„Stadt muss härter durchgreifen“

Michael Heiße

Bergeborbeck/Vogelheim.  Die Bürgerinitiative gegen den wilden Automarkt in Bergeborbeck und Vogelheim will offensichtlich keine Zeit verlieren, ihre Forderungen an Verwaltung, Ordnungskräfte und Polizei durchzusetzen. Nur einen knappen Monat nach ihrer Gründung trafen sich die BI-Mitglieder erneut im Minna-Deuper-Haus, um ihre weiteren Pläne zu beraten.

Im Saal an der Germaniastraße war erneut kein freier Platz zu bekommen, so groß war der Andrang. „Schon bei Gründung zählten wir 83 Mitglieder“, sagt BI-Sprecher Uwe Splitt. „Nun kommen noch 30 weitere hinzu.“ Mindestens, denn BI-Vertreter Klaus Barkhofen kündigte bereits weitere Neuzugänge an. Splitt: „Wir wollen künftig auch mit Initiativen aus anderen Stadtteilen, beispielsweise aus Altenessen, kooperieren, denn das Thema ist natürlich nicht auf unser Quartier begrenzt“.

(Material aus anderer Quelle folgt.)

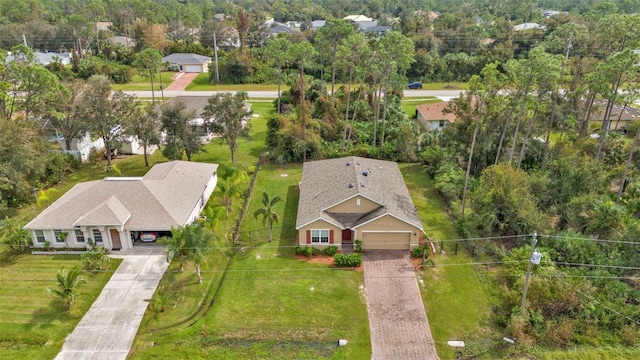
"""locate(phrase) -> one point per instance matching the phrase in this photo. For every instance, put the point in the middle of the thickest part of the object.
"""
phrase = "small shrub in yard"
(96, 259)
(357, 247)
(351, 260)
(331, 250)
(310, 251)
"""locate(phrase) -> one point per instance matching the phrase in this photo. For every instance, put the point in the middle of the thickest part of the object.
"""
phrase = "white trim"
(393, 216)
(320, 242)
(339, 226)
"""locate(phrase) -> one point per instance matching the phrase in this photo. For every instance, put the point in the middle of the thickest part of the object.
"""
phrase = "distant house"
(46, 58)
(123, 40)
(196, 104)
(621, 116)
(363, 22)
(528, 26)
(187, 62)
(317, 24)
(433, 117)
(354, 198)
(377, 31)
(112, 211)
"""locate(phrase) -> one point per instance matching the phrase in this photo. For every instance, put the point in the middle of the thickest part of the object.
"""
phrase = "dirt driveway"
(397, 319)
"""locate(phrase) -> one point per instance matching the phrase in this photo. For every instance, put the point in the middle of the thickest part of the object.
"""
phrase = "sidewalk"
(107, 330)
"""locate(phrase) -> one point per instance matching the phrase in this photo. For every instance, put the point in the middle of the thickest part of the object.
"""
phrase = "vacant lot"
(33, 322)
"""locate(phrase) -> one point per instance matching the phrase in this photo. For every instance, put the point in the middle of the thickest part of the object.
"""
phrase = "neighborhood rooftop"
(326, 183)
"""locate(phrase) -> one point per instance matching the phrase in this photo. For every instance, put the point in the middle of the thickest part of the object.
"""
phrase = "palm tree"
(268, 215)
(68, 284)
(176, 246)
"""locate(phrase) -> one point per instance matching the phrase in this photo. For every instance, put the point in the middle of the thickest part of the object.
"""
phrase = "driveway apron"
(397, 319)
(107, 330)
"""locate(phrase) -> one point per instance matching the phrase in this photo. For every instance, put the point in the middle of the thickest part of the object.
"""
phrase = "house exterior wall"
(202, 201)
(390, 223)
(350, 206)
(303, 238)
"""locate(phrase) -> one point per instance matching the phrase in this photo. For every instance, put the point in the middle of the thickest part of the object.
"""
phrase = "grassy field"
(455, 296)
(33, 322)
(142, 83)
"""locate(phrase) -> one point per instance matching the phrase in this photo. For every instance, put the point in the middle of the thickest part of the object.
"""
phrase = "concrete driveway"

Die Betroffenheit der Bürger in Bergeborbeck und Vogelheim ist groß. Deshalb wurden an diesem Donnerstag alle Anliegen der Betroffenen gebündelt. Die Liste ist lang: Allen voran die Forderung, alle abgemeldeten Fahrzeuge innerhalb der im Jahr 2002 von der Stadt festgelegten „Bannmeile“ rigoros abzuschleppen. „Zuletzt wurden da nur Verwarnungen verteilt“, sagt Uwe Splitt. „Das allein reicht sicherlich nicht aus.“ Auch die Übernachtung in den Fahrzeugen, wie zuletzt mehrfach beobachtet, sei laut BI zu unterbinden. „Das ist in Essen verboten“, sagt Splitt.

Es geht um Sicherheit

Besonders der Parkplatz an der Hafenstraße/Ecke Bottroper Straße sei davon betroffen. „Dort werden nicht nur Fahrzeuge abgestellt, sondern auch repariert“, wie Uwe Splitt weiß. Und dies, obwohl dort ein Schild die Parkzeit mit Parkscheibe auf drei Stunden begrenzt. „Doch daran hält sich eigentlich niemand“, wie Uwe Splitt moniert.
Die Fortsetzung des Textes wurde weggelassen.